The Museo Reina Sofía’s annual summer cinema returns once again, focusing this year on rediscovering a central part of African cinema which, by way of the strength of its fiction, challenges the images with which the West tries to invade it.
As is now customary, the Museo’s film programme leaves behind the film theatre and moves into the open air and the pleasant surroundings of the Sabatini Building Garden. The series is organised in collaboration with the Museo Situado network, a project which connects the institution to the Lavapiés neighbourhood. Moreover, it is the perfect occasion to discover or become reacquainted with beautiful, classic or contemporary works, akin to those novels we finally pick up in the summer after they have spent months gathering dust on the bookshelf. Tying in with previous focal points, which have sought to translate some of the imaginaries that occupy the streets adjacent to the Museo, this year’s gaze settles on films from African countries south of the Sahara, the places of origin of different migrant communities in Lavapiés.

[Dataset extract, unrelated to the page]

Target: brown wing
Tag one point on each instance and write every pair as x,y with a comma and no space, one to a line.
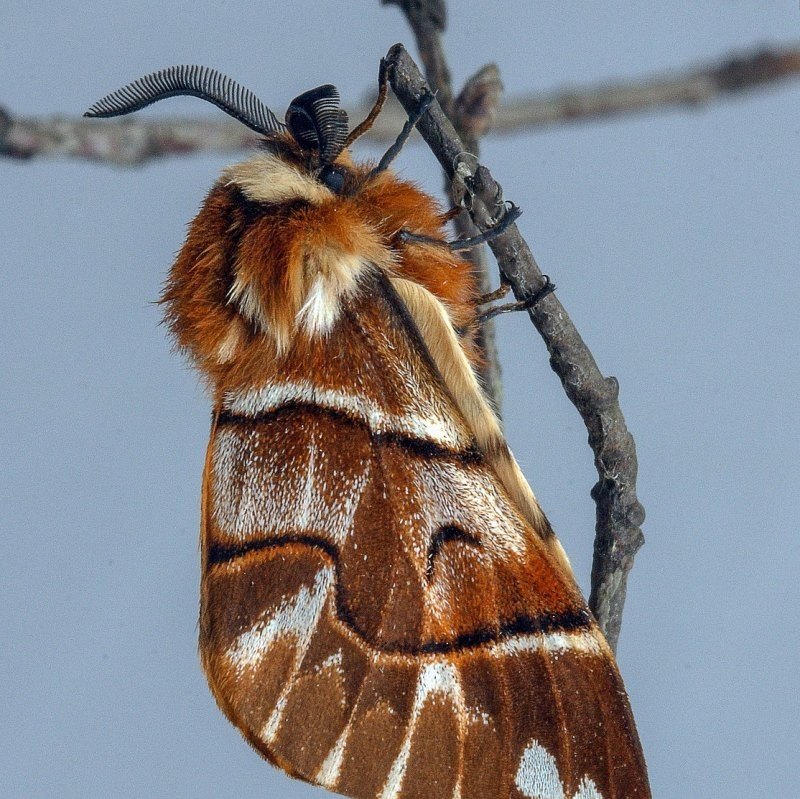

Film production in these countries stretches back to the 1950s, coinciding with the beginnings of independence for some countries making up the region. Naturally, African landscapes, customs and light had been filmed previously ad nauseum, exhausted through a one-toned expression which, as yet another colonial weapon, was detrimental to film-making. Nevertheless, in response, and with an awareness that cinema is possibly one of the most powerful combat tools, films in the region were assembled early on as a cognizant reaction to racism, to the cultural appropriation of exotic beauty and to the backdrop of the adventures of Tarzan and Jane. Contrary to that which governs the heavily quoted phrase by Afro-feminist Audre Lorde (USA, 1934–1992), “the master’s tools will never dismantle the master’s house”, the aim here is in fact to dismantle the master’s house with the master’s tools. The history behind this particular film-making is also the history of the tempestuous, creative and unexpected relationship between cinema and the anti-colonial struggle, for its strategies have been and are as different as they are varied, have been and are related to circumstances in each country, in each era.
The series gets under way with the popular Pan-African ideal in the emancipatory work of Ousmane Sembène (Senegal, 1923–2007), before moving on to the production of imaginaries by Djibril Diop Mambéty (Senegal, 1945-France, 1998) and Safi Faye (Senegal, 1943), and Moustapha Alassane (Niger, 1942–2015), Jean-Marie Teno (Cameroon, 1954), Jean-Pierre Bekolo (Cameroon, 1966), Abderrahmane Sissako (Mali, 1961), Sylvestre Amoussou (Benin, 1964) and Akosua Adoma Owusu (Ghana-USA, 1984), offering a glimpse into the complicated relationship these films have with canonical film genres and with the imperialism of the West’s audiovisual industry.
With the Master’s Tools. Narratives of African Cinema does not attempt to be an exhaustive film series, and could not be so even if it wished. It does not look to map different forms of national film-making or establish an auteur-centred canon. Any film notable for its absence could easily have found a place here, because if anything this series sets out to fill in gaps, enquire about them, and open many others, until the master’s house is dismantled.